Happiness is subjective, but mine isn’t

The+bright+white+of+the+sun%2C+so+like+my+happiness%2C+on+a+day+when+I+was+truly+happy%2C+both+subjectively+and+objectively

Millie Alt

The bright white of the sun, so like my happiness, on a day when I was truly happy, both subjectively and objectively

Happiness is subjective.

My happy may feel like misery to a bystander. My life in shambles looks like organized chaos—my favorite kind. My happy comes with caveats.

I feel truly happy only a fraction of the time, but I don’t envy those who feel it more often. To me, the rarity of true happiness creates its intense beauty. It sears the eyes like the summer sun on the beach in Grand Haven: my favorite feeling in the entire world, but only tolerable in small increments, spoonfuls of sickly sweet honey.

Others live on happiness like water, drowning in it, requiring it daily, doused in pure joy. I live on happiness like sunlight. I bask in it, bathed in the rays of my own shining grin, but it is all too easy to get too much.

I live in moments, shimmering snapshots of pure, unadulterated joy. I hold these moments in my mind, and the memory of the sun is enough to get me through the winter. Too much may melt the snow I blanket myself in, the protective layer that I hide within during darker times.

I live in moments, shimmering snapshots, of pure, unadulterated joy.

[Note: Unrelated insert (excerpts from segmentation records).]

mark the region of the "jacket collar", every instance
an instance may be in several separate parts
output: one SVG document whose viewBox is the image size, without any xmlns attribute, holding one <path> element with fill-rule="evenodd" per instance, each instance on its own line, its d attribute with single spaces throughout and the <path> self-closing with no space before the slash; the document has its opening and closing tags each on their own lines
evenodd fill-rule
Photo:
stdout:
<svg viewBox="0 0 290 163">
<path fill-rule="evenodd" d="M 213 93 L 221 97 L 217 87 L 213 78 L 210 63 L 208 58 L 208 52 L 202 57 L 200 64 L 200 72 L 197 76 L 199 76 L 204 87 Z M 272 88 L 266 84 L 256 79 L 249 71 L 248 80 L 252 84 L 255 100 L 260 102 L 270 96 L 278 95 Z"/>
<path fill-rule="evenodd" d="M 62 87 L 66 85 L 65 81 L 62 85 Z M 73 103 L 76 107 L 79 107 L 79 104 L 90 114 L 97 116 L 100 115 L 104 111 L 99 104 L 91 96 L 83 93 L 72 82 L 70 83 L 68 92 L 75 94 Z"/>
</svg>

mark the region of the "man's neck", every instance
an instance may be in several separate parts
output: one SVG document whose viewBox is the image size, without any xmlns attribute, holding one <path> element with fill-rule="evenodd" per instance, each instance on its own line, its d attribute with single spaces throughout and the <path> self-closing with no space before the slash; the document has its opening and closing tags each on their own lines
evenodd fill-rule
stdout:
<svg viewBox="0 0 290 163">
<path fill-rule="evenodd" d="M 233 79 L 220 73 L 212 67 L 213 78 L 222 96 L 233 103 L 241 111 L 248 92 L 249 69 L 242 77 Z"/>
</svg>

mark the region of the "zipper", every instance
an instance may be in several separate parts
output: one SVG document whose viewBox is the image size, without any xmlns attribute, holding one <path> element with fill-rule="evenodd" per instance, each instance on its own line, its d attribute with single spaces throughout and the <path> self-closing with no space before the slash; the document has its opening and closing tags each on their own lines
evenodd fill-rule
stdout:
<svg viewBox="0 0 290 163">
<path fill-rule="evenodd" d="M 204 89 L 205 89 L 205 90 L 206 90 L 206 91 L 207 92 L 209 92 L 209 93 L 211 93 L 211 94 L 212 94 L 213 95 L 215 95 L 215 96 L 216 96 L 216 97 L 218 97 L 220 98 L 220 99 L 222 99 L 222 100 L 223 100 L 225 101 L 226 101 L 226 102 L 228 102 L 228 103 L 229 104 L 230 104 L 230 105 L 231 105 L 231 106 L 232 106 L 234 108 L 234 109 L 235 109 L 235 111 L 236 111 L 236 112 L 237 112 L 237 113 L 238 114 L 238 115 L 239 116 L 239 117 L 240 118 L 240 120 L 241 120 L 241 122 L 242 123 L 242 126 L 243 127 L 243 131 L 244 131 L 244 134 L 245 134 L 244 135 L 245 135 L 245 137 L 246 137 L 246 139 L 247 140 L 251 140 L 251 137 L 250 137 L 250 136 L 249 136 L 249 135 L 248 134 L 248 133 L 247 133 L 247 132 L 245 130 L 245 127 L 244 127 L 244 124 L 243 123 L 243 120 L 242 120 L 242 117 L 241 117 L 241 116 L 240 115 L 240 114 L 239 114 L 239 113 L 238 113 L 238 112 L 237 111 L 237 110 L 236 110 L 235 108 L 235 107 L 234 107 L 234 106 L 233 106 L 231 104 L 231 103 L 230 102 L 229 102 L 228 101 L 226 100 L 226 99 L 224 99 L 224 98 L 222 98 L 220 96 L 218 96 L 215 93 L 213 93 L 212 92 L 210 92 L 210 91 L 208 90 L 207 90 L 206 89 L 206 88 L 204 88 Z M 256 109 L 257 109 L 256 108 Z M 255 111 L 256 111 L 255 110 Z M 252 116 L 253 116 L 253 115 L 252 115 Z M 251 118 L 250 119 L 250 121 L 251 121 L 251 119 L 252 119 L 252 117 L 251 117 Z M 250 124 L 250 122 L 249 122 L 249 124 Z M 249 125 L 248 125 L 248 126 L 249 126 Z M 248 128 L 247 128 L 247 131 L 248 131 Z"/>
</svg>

Sometimes, though, the happiness of others may seem too dull for me. Their joy may feel, to my saturated brain, like satisfaction or contentment: less perfect than exhilaration, less perfect than the feeling of wind through your hair, hurtling down a sand dune, feet hot, mind clear.

My joy is every color of the rainbow combined in a bright, pure white flooding my brain. I laugh until I cry; I smile until my cheeks hurt; after, I sit in dark silence, soaking in the warmth of my own happiness, saving it for a rainy day.

In the end, it balances out, I suppose. My joy, so pure, so concentrated, so fleeting, weighs the same as constant watery contentedness.

So, in the end, I am happy. In the end, I find my joy tucked into my mind, memories packed into dusty boxes: a trunk from a trip around the world, a Tupperware full of my first seventeen years of life, a series of essays.

My head is filled with the sound of my own laugh, the sound of the laughs of the people I love. In the end, even if happiness is subjective, even if I am happy only a fraction of the time, even if I am easily burned by the strength of my own emotion, I am objectively happy.